6. From what we’ve gathered, the International Olympic Council that credentials Event Photographer is a male dominant industry. Based on your recent experience at PyeongChang 2018, did you experience your fair share of discrimination at work due to your gender?
Nope, everyone was incredibly courteous as all of us are honored to be there, thus there’s a mutual respect. It was more of the work load and the fact that photographers have to carry 8kg – 12 kg worth of gear from one location to another under a grueling 15 hrs– 18 hrs every single day throughout the game in repetition.
7. What is the most unforgettable experience, which you had in Winter Olympics 2018?
There’s so many! I would say one of the most unforgettable ones is embracing Team Malaysia at the practice rink, congratulating each other that we as Malaysians made it.
8. With your growing influence in the industry, what are the changes which you wish to see in Beijing 2022 Winter Olympics?
With Malaysia’s equatorial climate, our nation is expose to most summer sports rather than winter sports. Hence coming from a tropical country, I hope to continue to witness our nation development in such unique sports and pursue the impossible; relish by recognizing it. When the time is right and we are ready, I wish to see a qualified female figure skater along with Men & Women Short Track Speed Skating individual plus relay team, Men & Women Hockey Team, Curling team and nevertheless a come back for Julian Yee to qualify for his free skate in Beijing 2022. Anything is possible 4 years time from now!
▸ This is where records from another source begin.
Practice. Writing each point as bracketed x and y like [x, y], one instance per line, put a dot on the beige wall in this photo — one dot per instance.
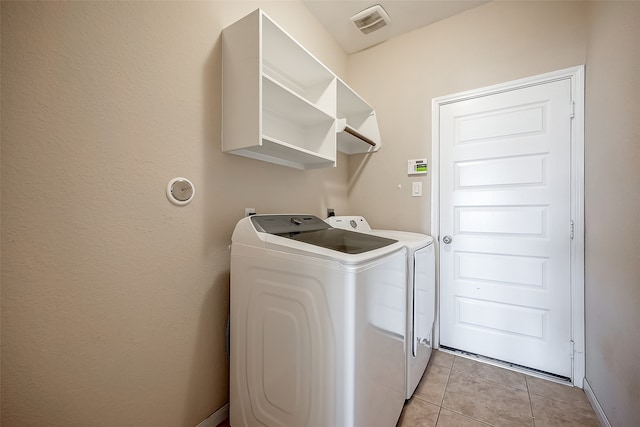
[502, 41]
[613, 209]
[491, 44]
[114, 301]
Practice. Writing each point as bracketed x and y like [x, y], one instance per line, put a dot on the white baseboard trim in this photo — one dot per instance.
[595, 404]
[216, 418]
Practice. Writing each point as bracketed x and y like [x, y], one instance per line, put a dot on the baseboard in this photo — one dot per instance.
[216, 418]
[595, 404]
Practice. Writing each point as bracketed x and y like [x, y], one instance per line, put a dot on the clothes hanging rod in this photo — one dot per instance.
[352, 131]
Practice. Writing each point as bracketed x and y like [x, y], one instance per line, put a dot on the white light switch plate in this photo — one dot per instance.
[416, 189]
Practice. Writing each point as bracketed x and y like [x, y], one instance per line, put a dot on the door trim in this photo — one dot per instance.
[576, 76]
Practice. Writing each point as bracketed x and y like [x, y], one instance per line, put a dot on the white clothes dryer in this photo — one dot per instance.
[309, 345]
[421, 300]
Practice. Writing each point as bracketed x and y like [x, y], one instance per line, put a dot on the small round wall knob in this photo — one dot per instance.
[180, 191]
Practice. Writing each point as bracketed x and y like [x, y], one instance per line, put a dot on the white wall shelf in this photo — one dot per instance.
[282, 105]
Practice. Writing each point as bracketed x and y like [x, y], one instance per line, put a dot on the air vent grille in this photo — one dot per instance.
[371, 19]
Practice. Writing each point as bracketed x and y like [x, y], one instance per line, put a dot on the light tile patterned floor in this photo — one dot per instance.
[462, 392]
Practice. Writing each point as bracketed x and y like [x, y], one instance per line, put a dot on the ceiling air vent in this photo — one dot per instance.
[371, 19]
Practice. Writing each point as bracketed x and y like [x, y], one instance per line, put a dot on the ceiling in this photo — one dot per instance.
[406, 16]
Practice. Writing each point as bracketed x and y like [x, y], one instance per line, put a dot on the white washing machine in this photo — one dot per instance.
[313, 340]
[421, 300]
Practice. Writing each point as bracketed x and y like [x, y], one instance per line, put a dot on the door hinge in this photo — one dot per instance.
[572, 348]
[571, 229]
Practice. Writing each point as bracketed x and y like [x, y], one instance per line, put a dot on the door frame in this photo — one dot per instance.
[576, 76]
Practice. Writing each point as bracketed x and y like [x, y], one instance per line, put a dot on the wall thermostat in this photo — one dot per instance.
[180, 191]
[417, 167]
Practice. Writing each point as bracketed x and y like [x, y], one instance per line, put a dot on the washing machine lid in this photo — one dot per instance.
[359, 223]
[314, 231]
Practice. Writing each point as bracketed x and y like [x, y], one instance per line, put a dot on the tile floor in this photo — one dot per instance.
[461, 392]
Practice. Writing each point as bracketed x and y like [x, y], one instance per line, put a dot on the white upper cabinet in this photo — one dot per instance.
[282, 105]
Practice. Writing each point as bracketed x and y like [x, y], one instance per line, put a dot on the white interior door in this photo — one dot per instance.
[505, 204]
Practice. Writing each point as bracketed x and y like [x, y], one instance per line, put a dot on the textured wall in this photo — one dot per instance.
[491, 44]
[114, 301]
[612, 255]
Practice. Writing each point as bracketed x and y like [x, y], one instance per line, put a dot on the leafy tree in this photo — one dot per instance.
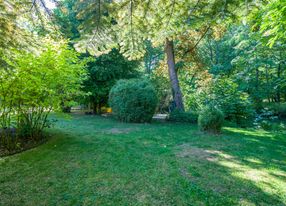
[103, 73]
[34, 85]
[128, 23]
[271, 21]
[133, 100]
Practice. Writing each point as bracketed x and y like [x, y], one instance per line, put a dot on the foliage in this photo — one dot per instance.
[271, 21]
[133, 100]
[211, 119]
[103, 72]
[279, 109]
[181, 116]
[35, 84]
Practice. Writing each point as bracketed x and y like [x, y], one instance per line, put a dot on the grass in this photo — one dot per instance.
[98, 161]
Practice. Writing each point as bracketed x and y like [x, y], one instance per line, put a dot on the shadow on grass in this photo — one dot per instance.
[243, 167]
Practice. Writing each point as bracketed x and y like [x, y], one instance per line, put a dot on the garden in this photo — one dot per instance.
[142, 102]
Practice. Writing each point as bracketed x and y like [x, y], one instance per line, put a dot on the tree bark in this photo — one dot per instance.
[177, 94]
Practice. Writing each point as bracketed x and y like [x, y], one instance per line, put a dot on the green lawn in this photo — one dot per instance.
[99, 161]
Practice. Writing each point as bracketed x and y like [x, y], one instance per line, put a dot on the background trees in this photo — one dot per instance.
[32, 86]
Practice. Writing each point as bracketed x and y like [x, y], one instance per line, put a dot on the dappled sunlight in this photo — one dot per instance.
[252, 132]
[249, 175]
[262, 178]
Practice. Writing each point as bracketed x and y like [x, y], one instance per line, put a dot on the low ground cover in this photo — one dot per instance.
[99, 161]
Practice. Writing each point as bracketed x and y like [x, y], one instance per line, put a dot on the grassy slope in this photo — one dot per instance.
[93, 160]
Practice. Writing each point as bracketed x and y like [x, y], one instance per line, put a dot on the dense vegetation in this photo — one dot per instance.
[133, 100]
[208, 64]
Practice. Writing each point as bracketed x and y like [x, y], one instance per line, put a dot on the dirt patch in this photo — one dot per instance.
[23, 146]
[119, 130]
[188, 151]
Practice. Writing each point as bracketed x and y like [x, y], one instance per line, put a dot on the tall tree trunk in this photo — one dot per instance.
[177, 94]
[278, 87]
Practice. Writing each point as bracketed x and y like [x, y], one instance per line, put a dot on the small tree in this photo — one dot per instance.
[34, 85]
[133, 100]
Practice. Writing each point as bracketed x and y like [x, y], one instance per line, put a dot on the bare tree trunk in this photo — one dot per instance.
[177, 94]
[278, 87]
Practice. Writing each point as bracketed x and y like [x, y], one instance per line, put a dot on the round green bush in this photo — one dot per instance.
[133, 100]
[181, 116]
[211, 120]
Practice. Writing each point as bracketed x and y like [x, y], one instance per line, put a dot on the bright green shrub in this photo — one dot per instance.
[181, 116]
[211, 120]
[133, 100]
[279, 109]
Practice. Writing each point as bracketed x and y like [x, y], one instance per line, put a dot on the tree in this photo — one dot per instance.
[103, 73]
[130, 22]
[270, 19]
[33, 86]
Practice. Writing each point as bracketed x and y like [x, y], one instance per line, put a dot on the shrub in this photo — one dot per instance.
[211, 120]
[279, 109]
[133, 100]
[181, 116]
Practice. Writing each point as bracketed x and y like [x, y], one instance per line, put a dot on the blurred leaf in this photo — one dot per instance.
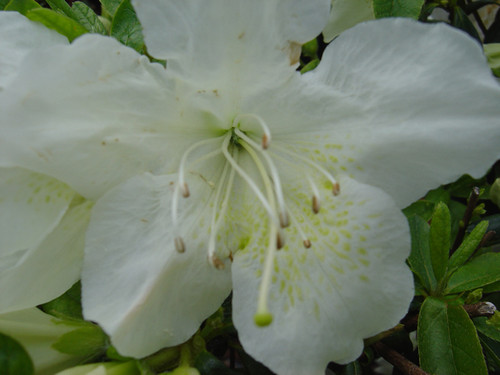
[440, 239]
[252, 366]
[422, 208]
[397, 8]
[87, 341]
[447, 340]
[480, 271]
[466, 249]
[462, 21]
[22, 6]
[87, 18]
[207, 364]
[58, 22]
[126, 27]
[66, 306]
[353, 368]
[420, 257]
[14, 360]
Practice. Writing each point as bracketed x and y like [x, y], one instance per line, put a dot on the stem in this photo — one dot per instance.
[471, 204]
[396, 359]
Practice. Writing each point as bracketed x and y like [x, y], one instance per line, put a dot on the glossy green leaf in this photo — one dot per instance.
[58, 22]
[480, 271]
[109, 7]
[14, 360]
[447, 340]
[462, 21]
[61, 6]
[22, 6]
[439, 239]
[87, 18]
[126, 27]
[397, 8]
[466, 249]
[66, 306]
[420, 257]
[487, 328]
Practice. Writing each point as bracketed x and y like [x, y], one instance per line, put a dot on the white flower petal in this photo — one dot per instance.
[225, 42]
[31, 206]
[144, 293]
[37, 332]
[351, 284]
[420, 124]
[345, 14]
[23, 36]
[99, 114]
[46, 270]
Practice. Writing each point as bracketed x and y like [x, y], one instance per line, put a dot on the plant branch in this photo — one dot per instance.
[397, 360]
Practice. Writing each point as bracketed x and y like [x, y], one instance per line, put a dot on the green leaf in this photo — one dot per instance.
[22, 6]
[87, 18]
[439, 239]
[422, 208]
[87, 341]
[353, 368]
[109, 7]
[397, 8]
[58, 22]
[207, 364]
[14, 360]
[466, 249]
[126, 27]
[447, 340]
[462, 21]
[61, 6]
[483, 325]
[480, 271]
[491, 350]
[66, 306]
[420, 257]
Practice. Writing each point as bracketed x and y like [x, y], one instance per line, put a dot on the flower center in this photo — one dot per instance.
[269, 191]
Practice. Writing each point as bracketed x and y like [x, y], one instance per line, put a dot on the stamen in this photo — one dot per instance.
[263, 316]
[283, 216]
[315, 198]
[266, 137]
[182, 182]
[215, 222]
[247, 178]
[328, 175]
[179, 245]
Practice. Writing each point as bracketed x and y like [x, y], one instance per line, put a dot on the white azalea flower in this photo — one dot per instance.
[231, 155]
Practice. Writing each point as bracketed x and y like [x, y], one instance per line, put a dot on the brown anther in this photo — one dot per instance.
[336, 188]
[280, 241]
[315, 204]
[217, 263]
[179, 245]
[265, 142]
[284, 221]
[185, 191]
9. Figure skating competition is fairly seasonal compared to other sports. What do you usually do when it’s off-season?
I focus on humanitarian and charitable projects by providing photography and architectural input as well as hustling through life as a visual artist, photographer & designer on my creative pursuits.- Anntopia where I display all my work.
10. Any life motto which you live by?
If you think you can, you can.
If you think you can’t, you can’t.
11. What are your advises to those are planning to major in sports photography?
Instead of visual documenting the athletes success, focus on photographing their development as well such as during practice or behind the scenes, key moments. You & your subject are living in parallel lives. Stay with them while they are at their lowest or with their love ones. As they they get better in preparation your photography improves as well, by then you have a collective shots that able to provide visual story telling to project it out there.